The speaker of the poem outlines the complexities of love as they contrast to myths about real love. Have students read “what love isn’t” after reading Act Two, Scene One when Rose argues that she sacrificed her happiness to be faithful to Troy — facing the complexities of marriage — while he betrayed her with his infidelity. Pair Fences: Act Two, Scene One with “what love isn’t,” and ask students to analyze the relationship between Troy and Rose through the lens of this poem. What is the nature of the relationship between Troy and Rose? How does the love in their marriage compare to Daley-Ward’s definition of love?
Abraham Maslow (1908-1970) was an American psychologist who wrote extensively about human behavior, motivations, and needs. This passage explores his best known work: the hierarchy of needs.
In order for one to reach the next stage in the hierarchy, the previous stage must be fulfilled. Introduce this text after reading Act Two, Scene One when Troy reveals why he cheated on Rose and the emotional void that his mistress filled for him. In this scene, Rose also reveals her unmet needs and how she has coped with this void. Pair Fences: Act Two, Scene One with “Maslow’s Hierarchy of Needs,” and ask students to analyze the needs of Troy and Rose in the play. Where does each character lie on Maslow’s hierarchy? Which need is Troy trying to meet? Which need is Rose lacking? What is preventing Troy and Rose from ascending to their next stage in Maslow’s Hierarchy?
In Daniel Beaty’s poem “Knock Knock,” the speaker describes his relationship with his father and how he is impacted by his eventual absence.

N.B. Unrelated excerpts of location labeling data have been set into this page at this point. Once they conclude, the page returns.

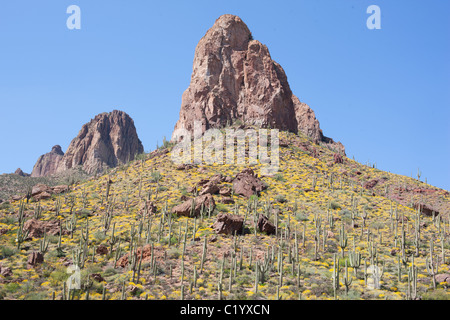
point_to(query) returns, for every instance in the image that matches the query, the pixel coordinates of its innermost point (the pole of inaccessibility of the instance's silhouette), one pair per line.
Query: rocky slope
(234, 78)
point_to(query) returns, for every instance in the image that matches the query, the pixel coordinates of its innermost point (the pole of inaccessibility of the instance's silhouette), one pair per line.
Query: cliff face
(106, 141)
(235, 78)
(47, 164)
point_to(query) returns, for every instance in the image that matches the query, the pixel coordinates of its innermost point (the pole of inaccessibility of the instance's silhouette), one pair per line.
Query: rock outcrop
(193, 207)
(234, 78)
(228, 224)
(106, 141)
(247, 183)
(48, 163)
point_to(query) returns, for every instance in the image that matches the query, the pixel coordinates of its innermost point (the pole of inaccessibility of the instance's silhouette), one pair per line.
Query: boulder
(106, 141)
(264, 225)
(102, 250)
(247, 183)
(425, 209)
(34, 258)
(184, 209)
(47, 164)
(234, 78)
(37, 228)
(228, 224)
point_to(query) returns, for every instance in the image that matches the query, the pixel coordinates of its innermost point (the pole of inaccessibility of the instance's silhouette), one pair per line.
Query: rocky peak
(47, 164)
(107, 140)
(235, 78)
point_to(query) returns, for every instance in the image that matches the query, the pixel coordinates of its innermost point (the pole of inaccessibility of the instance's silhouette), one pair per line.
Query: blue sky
(385, 94)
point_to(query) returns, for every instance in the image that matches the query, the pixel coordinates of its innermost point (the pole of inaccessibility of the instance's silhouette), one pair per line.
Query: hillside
(323, 209)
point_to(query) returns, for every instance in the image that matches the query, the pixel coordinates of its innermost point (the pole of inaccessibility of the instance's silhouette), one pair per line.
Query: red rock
(5, 271)
(228, 224)
(102, 250)
(425, 209)
(227, 200)
(226, 192)
(338, 158)
(184, 209)
(370, 184)
(211, 188)
(247, 183)
(235, 78)
(37, 228)
(48, 163)
(34, 258)
(264, 225)
(19, 172)
(106, 141)
(97, 277)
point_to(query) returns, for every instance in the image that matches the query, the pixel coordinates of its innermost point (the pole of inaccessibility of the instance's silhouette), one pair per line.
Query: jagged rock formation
(106, 141)
(19, 172)
(235, 78)
(47, 164)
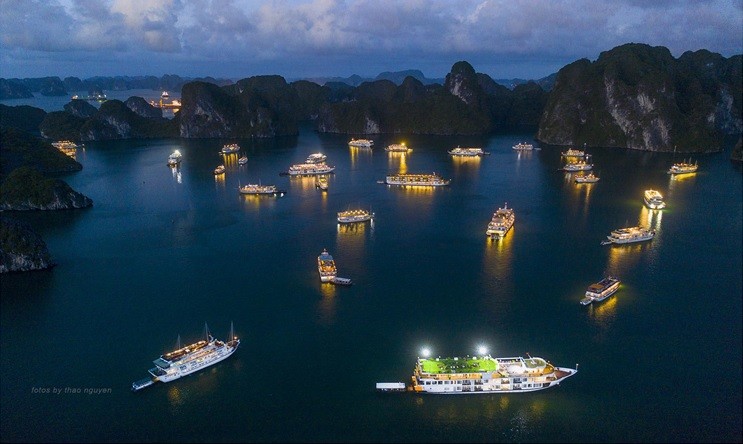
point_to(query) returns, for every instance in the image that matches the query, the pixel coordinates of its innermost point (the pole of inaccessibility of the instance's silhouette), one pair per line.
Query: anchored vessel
(309, 169)
(189, 359)
(467, 152)
(326, 266)
(361, 143)
(573, 153)
(418, 180)
(577, 166)
(351, 216)
(397, 148)
(230, 148)
(523, 146)
(586, 178)
(501, 222)
(252, 188)
(683, 167)
(601, 290)
(629, 235)
(485, 374)
(654, 200)
(175, 158)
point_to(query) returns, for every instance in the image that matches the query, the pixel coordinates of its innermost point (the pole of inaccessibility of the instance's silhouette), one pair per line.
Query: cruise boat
(416, 180)
(316, 158)
(189, 359)
(66, 146)
(351, 216)
(683, 167)
(257, 189)
(485, 374)
(361, 143)
(230, 148)
(586, 178)
(578, 166)
(309, 169)
(326, 266)
(571, 152)
(523, 146)
(397, 148)
(467, 152)
(629, 235)
(601, 290)
(654, 200)
(502, 221)
(321, 182)
(175, 158)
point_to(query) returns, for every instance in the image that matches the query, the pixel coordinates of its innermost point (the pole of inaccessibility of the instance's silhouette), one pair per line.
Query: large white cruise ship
(501, 222)
(189, 359)
(485, 374)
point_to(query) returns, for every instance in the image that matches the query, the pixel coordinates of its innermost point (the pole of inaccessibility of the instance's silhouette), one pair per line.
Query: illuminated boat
(351, 216)
(230, 148)
(601, 290)
(417, 180)
(397, 148)
(485, 374)
(654, 200)
(175, 158)
(523, 146)
(467, 152)
(683, 168)
(326, 267)
(189, 359)
(361, 143)
(502, 221)
(629, 235)
(586, 178)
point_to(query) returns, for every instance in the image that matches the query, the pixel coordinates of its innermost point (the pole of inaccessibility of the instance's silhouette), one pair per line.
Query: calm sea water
(163, 251)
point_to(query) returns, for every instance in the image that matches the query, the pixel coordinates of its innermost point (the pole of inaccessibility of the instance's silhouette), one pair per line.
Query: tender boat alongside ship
(483, 374)
(502, 221)
(416, 180)
(352, 216)
(629, 235)
(654, 200)
(601, 290)
(189, 359)
(467, 152)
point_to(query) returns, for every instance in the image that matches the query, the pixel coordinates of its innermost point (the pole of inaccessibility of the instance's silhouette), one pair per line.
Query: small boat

Have students read this poem after they have finished reading the play. Pair Fences with “Knock Knock,” and ask students to compare the needs of both Cory and the speaker as they relate to their father’s love. How do the circumstances endured by both Troy and the father in "Knock Knock" impact their parenthood and the development of their sons? How does the absence of their fathers affect Cory and the speaker of the poem in their adulthood?